Ja ok die sleep Methode kenne ich... Zwei Fragen:

- heisst interrupt nicht sowas wie "unterbrechen"? Würde doch eigentlich soviel bedeutet, dass ich den laufenden Thread unterbreche und nicht seine Pause...
- Wenn ich den Thread per Button wieder laufen lassen will komm ich wohl um eine Schleife nicht rum, oder? Dachte da grade so an einen Button mit dem einfach nur ein boolischer Ausdruck geändert wird und dieser boolische Ausdruck dann die Abbruchbedingung der Schleife ist... (In der Schleife dann immerwieder thread.sleep(...))


----------



## SlaterB (21. Jan 2008)

> heisst interrupt nicht sowas wie "unterbrechen"? Würde doch eigentlich soviel bedeutet, dass ich den laufenden Thread unterbreche und nicht seine Pause... 

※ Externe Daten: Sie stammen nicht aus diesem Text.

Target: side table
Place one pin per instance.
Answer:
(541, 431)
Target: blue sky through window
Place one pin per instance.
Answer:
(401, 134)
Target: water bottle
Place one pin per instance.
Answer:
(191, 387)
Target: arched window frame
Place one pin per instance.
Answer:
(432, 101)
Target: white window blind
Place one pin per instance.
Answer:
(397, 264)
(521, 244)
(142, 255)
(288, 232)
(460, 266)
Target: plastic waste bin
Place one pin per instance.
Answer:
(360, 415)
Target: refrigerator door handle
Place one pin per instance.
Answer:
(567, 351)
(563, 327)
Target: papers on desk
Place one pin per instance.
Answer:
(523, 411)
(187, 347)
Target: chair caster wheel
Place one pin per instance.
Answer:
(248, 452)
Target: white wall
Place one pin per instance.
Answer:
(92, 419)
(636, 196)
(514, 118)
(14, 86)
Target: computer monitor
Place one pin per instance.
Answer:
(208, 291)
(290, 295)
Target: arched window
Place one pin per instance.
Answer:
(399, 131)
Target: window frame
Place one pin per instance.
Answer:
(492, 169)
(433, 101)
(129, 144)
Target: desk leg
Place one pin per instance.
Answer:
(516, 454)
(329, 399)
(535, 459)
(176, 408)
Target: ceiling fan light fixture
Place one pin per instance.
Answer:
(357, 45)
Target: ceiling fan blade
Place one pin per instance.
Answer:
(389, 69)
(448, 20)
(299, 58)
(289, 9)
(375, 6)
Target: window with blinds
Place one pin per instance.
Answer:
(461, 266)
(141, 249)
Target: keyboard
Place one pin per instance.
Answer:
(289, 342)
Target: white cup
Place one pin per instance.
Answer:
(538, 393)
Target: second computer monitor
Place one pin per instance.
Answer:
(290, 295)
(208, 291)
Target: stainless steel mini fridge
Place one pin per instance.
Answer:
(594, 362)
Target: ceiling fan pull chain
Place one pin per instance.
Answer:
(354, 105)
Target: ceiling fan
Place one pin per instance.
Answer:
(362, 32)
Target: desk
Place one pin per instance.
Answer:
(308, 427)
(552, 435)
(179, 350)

du machst dir Gedanken, schön, 
bei sowas kommt aber nicht immer das richtige raus 
besser nachlesen

> komm ich wohl um eine Schleife nicht rum, oder? 

das denke ich auch


----------



## manuche (21. Jan 2008)

In der API steht leider auch nur "interrupts the Thread"... -.-


----------



## SlaterB (21. Jan 2008)

nicht dass die API bei so einem Grundlagen-Thema alles erschlagen muss,
aber bisschen mehr steht da schon:



> If this thread is blocked in an invocation of the wait(), wait(long), or wait(long, int) methods of the Object class, or of the join(), join(long), join(long, int), sleep(long), or sleep(long, int), methods of this class, then its interrupt status will be cleared and it will receive an InterruptedException.
> 
> If this thread is blocked in an I/O operation upon an interruptible channel then the channel will be closed, the thread's interrupt status will be set, and the thread will receive a ClosedByInterruptException.
> 
> ...


----------